事前警告型買収防衛策は会社毎に仕組みが構築されているため、以下、一般的な仕組みを紹介する。
事前警告型買収防衛策とは、取締役会が賛同しない大規模買付行為が行われる場合、大規模買付行為を行う買収者(以下「大規模買付者」)に対し、大規模買付者が取締役会に対して大規模買付行為に関する必要かつ十分な情報を事前に提供させ、取締役会による一定の評価期間が経過し、取締役会又は株主総会が対抗措置発動・不発動の可否について決議を行った後、大規模買付行為が開始されるといったスキーム(会社が定めたルール)のことである。
大規模買付者がルールを順守しない等の結果、対抗措置として「差別的行使条件付新株予約権」の無償割当が実施される場合、次のスキームを持った新株予約権が基準日の株主に割り当てられることとなる。

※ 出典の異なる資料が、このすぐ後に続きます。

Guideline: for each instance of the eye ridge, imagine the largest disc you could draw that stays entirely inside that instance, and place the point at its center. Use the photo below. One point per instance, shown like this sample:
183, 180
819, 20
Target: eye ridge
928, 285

行使条件は、特定株主グループ等(大規模買付者)に属する者には新株予約権の行使を認めないとすること、取得条項は、新株予約権の行使が認められない者以外の者が有する新株予約権を会社が取得し、新株予約権1個につき取締役会が別途定める株数の普通株式を交付すること。こうすることにより、大規模買付行為者の保有する株式に希釈化が生じ、経済的な損失を与えることが可能となる。